Not that this would be easily mistaken for anything Muppety. This is a rough, dark, macabre retelling, set in 1843, which like Peaky Blinders is shot in a kind of perpetual chiaroscuro. Characters peer out of the gloom to say gruff things to each other, heels clunking on wooden floorboards. It is made by FX, “in association with” the BBC, and there’s an American sheen to it. As the first episode opens, a crow flies from a tombstone in a snowy graveyard, with a wind howling between the stones. It’s nice to see corvids still getting work now that Game of Thrones has finished, but it must be a buyer’s market. A young man pisses on a tombstone. Whose tombstone is he pissing on? Jacob Marley, that’s who. Sonorous bass rumbles in the background.
The characters are all more or less miserable, but the cast look like they’re having a good time.

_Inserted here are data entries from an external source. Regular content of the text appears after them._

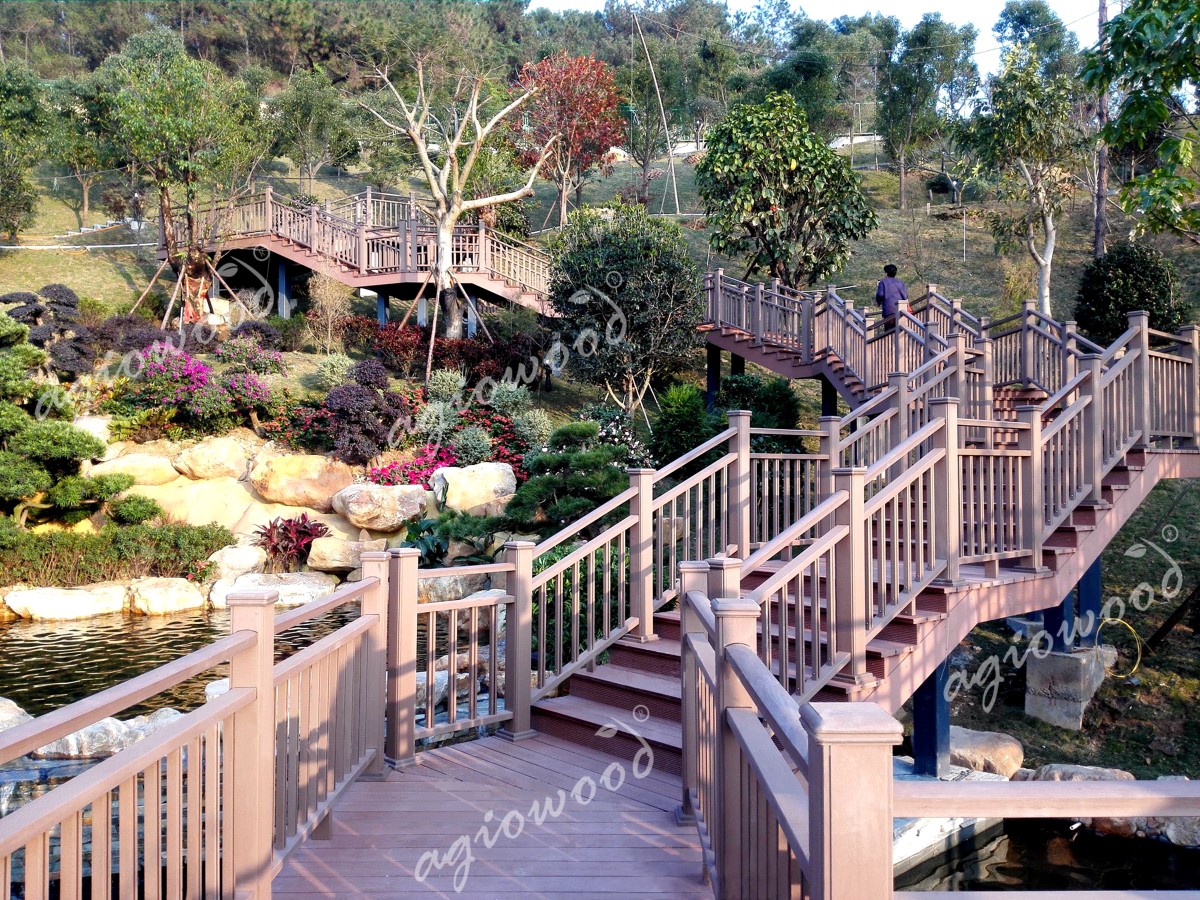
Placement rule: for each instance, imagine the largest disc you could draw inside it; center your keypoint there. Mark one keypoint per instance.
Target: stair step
(581, 721)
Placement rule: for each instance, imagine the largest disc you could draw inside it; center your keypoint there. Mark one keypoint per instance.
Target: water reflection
(1041, 855)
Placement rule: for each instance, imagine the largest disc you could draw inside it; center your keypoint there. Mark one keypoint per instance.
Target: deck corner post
(850, 573)
(1032, 489)
(519, 642)
(1093, 424)
(252, 795)
(641, 555)
(948, 499)
(1192, 353)
(1143, 390)
(850, 759)
(401, 737)
(739, 484)
(693, 579)
(736, 624)
(376, 564)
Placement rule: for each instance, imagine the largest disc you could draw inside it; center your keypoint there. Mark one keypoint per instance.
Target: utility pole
(1102, 155)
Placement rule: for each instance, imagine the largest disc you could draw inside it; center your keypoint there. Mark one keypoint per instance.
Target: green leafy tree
(1025, 136)
(312, 124)
(629, 298)
(1129, 276)
(775, 192)
(1150, 58)
(23, 125)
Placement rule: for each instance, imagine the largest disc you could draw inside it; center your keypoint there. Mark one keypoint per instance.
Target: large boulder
(59, 604)
(300, 480)
(237, 559)
(295, 588)
(483, 489)
(379, 508)
(145, 468)
(985, 751)
(162, 597)
(335, 555)
(214, 457)
(223, 501)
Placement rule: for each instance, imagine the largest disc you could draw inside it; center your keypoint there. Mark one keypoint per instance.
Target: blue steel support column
(1090, 605)
(714, 375)
(1060, 623)
(281, 288)
(931, 725)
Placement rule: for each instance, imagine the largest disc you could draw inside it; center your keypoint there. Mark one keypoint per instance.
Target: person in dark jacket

Andy Serkis is the Ghost of Christmas Past, a turn seemingly inspired by the Emperor in Star Wars and vaguely Irish. Stephen Graham is wide-eyed Marley, clanking in his chains while he comes to terms with the supernatural events engulfing him. Best of all is Guy Pearce as Scrooge. Pearce plays him like a kind of Victorian Joker, voice scraping in his throat while he delivers monologues about the state of the world. Joe Alwyn’s Bob Cratchit is a sardonic clerk, sassing his tyrannical boss as he does his bidding.
The script is enjoyably mannered, with bursts of ostentatiously modern dialogue and swearing. Via flashback, we learn how Scrooge got to be this way, as the old plot starts to turn. Suffice to say we can understand why he is a bit cranky. “What’s tomorrow?” he asks on Christmas Eve, before going on a kind of pub-bore rant about whether Jesus Christ was actually born in December.
It ought to be too hammy to hang together, and it would probably have worked as a one-off film rather than the full three-hour mini-series, but I found myself watching, mainly due to the central performances.
There are slim pickings from the BBC’s festive schedule this year, which, between the Gavin & Stacey reunion and the Mrs Brown’s Boys special, looks more like reheated leftovers than Christmas feast. The other big festive drama is Dracula. The choices are clear: gloomy Victoriana or flimsy Noughties comedy. Unlike Scrooge, viewers have been left with mainly bad choices to make, so we should grab what we can.